Okay, okay, we know that. What is absent, and was absent throughout the run-up, in spite of the low interest rates, was capital investment by business. Capital investment is the basis of stable economic growth. Yes, the government could have stepped in and built infrastructure or sponsored the more than necessary move to clean energy. This would have been stable growth. (Just see what happens without that investment.) But it didn't, because taxes are evil and oil consumption is good.
To further underline the point, the Supply Side tax cuts of 2001 and 2003, even in concert with the interest rate reductions, led to the same absence of capital investment.
Instead, this period saw the phenomena of private equity (a reprise of leveraged buyouts of the 1980s) and hedge funds. These vehicles have made billionaires of money managers specializing in buying, leveraging, organizing and reselling companies. An occupation not so different from house flipping. We are about to see that the ultimate results are similar, too. Everybody is going to make money, except those holding the bag at the end. Unfortunately, there are a lot of bags to hold.
Real economy companies are victims, too. Michael Metz of Oppenheimer opined recently on Bloomberg that much of the absence of capital spending since 2000 occurred because companies needed to protect themselves from private equity groups. They chose to buy up shares rather than invest.
The CEOs retiring from Merrill and Citigroup and others carry away hundreds of millions in consolation packages. They leave behind credit markets clogged with garbage CDOs. Who knows who owns these. The appetite for double digit returns rests on the tongue not only of the greedy and wealthy, but also pension and insurance funds.
Left behind also is the realization that the financial economy is largely unregulated. Cowboy capitalists can get away with a lot when nothing is against the rules, and when further, nobody is allowed to see what they are doing. This is the direct responsibility of the Fed and the SEC. MIA.

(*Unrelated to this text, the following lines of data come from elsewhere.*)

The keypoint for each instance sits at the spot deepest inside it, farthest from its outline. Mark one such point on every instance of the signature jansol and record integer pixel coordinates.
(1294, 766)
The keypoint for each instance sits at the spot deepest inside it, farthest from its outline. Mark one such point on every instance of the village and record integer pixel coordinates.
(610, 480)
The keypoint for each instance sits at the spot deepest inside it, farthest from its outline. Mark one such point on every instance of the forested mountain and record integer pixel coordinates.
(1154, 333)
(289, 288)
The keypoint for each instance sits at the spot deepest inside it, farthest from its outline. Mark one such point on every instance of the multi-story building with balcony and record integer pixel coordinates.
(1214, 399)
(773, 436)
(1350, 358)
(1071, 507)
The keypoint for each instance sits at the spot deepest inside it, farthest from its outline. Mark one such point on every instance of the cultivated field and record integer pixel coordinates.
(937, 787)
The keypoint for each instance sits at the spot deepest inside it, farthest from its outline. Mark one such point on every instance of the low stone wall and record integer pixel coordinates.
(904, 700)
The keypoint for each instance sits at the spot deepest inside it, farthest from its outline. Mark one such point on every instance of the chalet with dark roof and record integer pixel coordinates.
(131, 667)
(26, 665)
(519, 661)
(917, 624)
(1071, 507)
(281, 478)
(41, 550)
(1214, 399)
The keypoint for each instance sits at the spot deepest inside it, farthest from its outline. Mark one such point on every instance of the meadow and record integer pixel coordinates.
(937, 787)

More oversight is applied to the purchase of a toaster than to a $500,000 adjustable rate mortgage. More disclosure is required of an employer of two than of a hedge fund, private equity firm, or mortgage broker responsible for billions of dollars.

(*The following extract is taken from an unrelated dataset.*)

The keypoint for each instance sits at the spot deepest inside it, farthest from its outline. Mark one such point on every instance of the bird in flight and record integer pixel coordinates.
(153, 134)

The Libertarian Alan Greenspan was chosen by Ronald Reagan. Greenspan has been responsible for an incredible and hypocritical enabling of cowboy capitalists. As Henry Kaufman, a scion of Wall Street, correctly noted recently:
The Libertarian model is, If you do well, you make money and succeed. If you do poorly, you fail. [Greenspan] has not allowed [financial sector] firms to fail. This has been well learned by market participants.(Bloomberg on the Economy, October 1, 2007)
Past indulgences have led to the current events, and Greenspan's successor Ben Bernanke is traveling the same well-worn path, acceding to financial sector interests yet again. Upping the ever-increasing ante and degrading the currency which the real economy tries to use as a medium of exchange.

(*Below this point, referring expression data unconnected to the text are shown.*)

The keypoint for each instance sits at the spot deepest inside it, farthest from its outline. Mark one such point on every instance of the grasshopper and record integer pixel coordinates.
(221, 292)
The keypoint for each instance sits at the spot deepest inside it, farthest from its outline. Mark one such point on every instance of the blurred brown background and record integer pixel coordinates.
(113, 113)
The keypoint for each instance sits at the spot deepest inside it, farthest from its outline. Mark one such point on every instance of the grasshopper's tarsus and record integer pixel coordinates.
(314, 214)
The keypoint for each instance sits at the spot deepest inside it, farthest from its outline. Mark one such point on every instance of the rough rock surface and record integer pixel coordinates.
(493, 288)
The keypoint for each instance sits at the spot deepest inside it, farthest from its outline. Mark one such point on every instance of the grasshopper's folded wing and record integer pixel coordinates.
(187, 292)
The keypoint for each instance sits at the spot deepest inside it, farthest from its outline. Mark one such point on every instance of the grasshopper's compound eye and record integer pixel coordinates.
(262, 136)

There are those who would argue that the real decoupling is between the corporate oligarchy and the broad population. The absence of regulation and taxation of markets and market players, mortgage originators, hedge fund operators and the like, and the massive government assistance to the financial sector is simply a special, if more extreme case, of a larger pattern.
Regulatory panels across the board are captives of the industries they serve. It just so happens that the consequences of a pliant Fed and an SEC stacked with political hacks is much more damaging.
The multinationals now roam the globe like toxic clouds, unfettered by any rule, because they control the rule-makers.